Siyasi partiler, demokrat ve aydın çevreler, medya organları, dernekler, birer birer vatandaşlar, kendi ilgi alanları içinde de olsa görüşlerini ortaya koymak için çaba harcıyorlar. Ama sendikalar, sanki bu ülkede, hatta bu dünyada yaşamıyorlar gibi duygusuz bir soğukkanlılıkla sessizliklerini koruyorlar.
Evet, şimdi bazı okurlarımızın, “Bunlar sessizliklerini bozarsa zaten emperyalist ve gerici odağın peşine takmaya çalışırlar. Bırakalım sessiz kalsınlar” dediklerini duyar gibiyim, ama burada sorun elbette onlara, “Seslerini çıkarsınlar da ne yaparlarsa yapsınlar” demek değildir. Tersine sendikacıların ve sendikaların işçi sınıfının tarihsel misyonu doğrultusunda sömürüsüz, sınıfsız, savaşsız bir dünya mücadelesinin gerektirdiği tutumu almalarını istemektir. İşçi sınıfının ülkenin nasıl yönetildiğine, dolayısıyla hükümetin iç ve dış politikası ile ekonomi politikalarına işçi sınıfının talepleri doğrultusunda müdahale etmek, sınıfın iktidarı için mücadele etmektir.
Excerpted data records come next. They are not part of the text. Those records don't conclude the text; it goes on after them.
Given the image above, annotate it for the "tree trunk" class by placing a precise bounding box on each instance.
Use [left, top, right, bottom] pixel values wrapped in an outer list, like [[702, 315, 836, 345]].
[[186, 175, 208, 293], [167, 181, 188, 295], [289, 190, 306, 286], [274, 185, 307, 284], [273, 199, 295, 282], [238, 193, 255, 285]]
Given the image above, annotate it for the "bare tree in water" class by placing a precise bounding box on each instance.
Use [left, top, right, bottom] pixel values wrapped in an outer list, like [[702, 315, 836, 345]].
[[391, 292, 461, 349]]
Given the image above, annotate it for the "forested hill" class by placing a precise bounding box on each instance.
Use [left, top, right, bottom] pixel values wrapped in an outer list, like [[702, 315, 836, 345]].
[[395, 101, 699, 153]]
Yani işçi sınıfının dünya görüşünün gereği olarak dünyadaki gelişmeler karşısında tavır alırken sınıf partisinin çağrıları doğrultusunda siyasi mücadeleye girmektir.
Ama bunun bugün özgün biçimi; yukarıda sıraladığımız üç önemli gelişme karşısında işçi sınıfının tutumu;
1) ABD başta olmak üzere bütün emperyalist güçlerin bölgeden çekilmesi, bölge ülkelerindeki gericiliklerin şoven milliyetçi, dinci-mezhepçi kışkırtmalarına karşı, bölgede barışın sağlanması için, emperyalist güçlerin bölgeye müdahalesine ve halklara rejim dayatmalarına karşı çıkmak,
2) Libya’ya asker gönderilmesine kesinlikle karşı çıkarak; Türkiye’nin güvenliğinin, Suriye ya da Libya’dan değil Türkiye’nin sınırlarından başladığını kabul eden bir ulusal güvenlik çizgisine çekilmesi, yeni Osmanlıcı yayılmacı politikalardan vazgeçilmesi için mücadele etmek,
3) Bilim karşıtı gerekçelere dayandırılan, çevre düşmanı, bir avuç zengini daha zengin edecek, şehircilik ilkelerine taban tabana zıt olduğu gibi, Türkiye ve Karadeniz’e kıyısı olan komşu ülkeler arasında sorunlar yaratacak, ABD ve NATO’nun Montrö’nün değiştirilmesi için dayanak gösterebileceği gelişmeleri tetikleyecek Kanal İstanbul projesinin karşısında olmak olacaktır.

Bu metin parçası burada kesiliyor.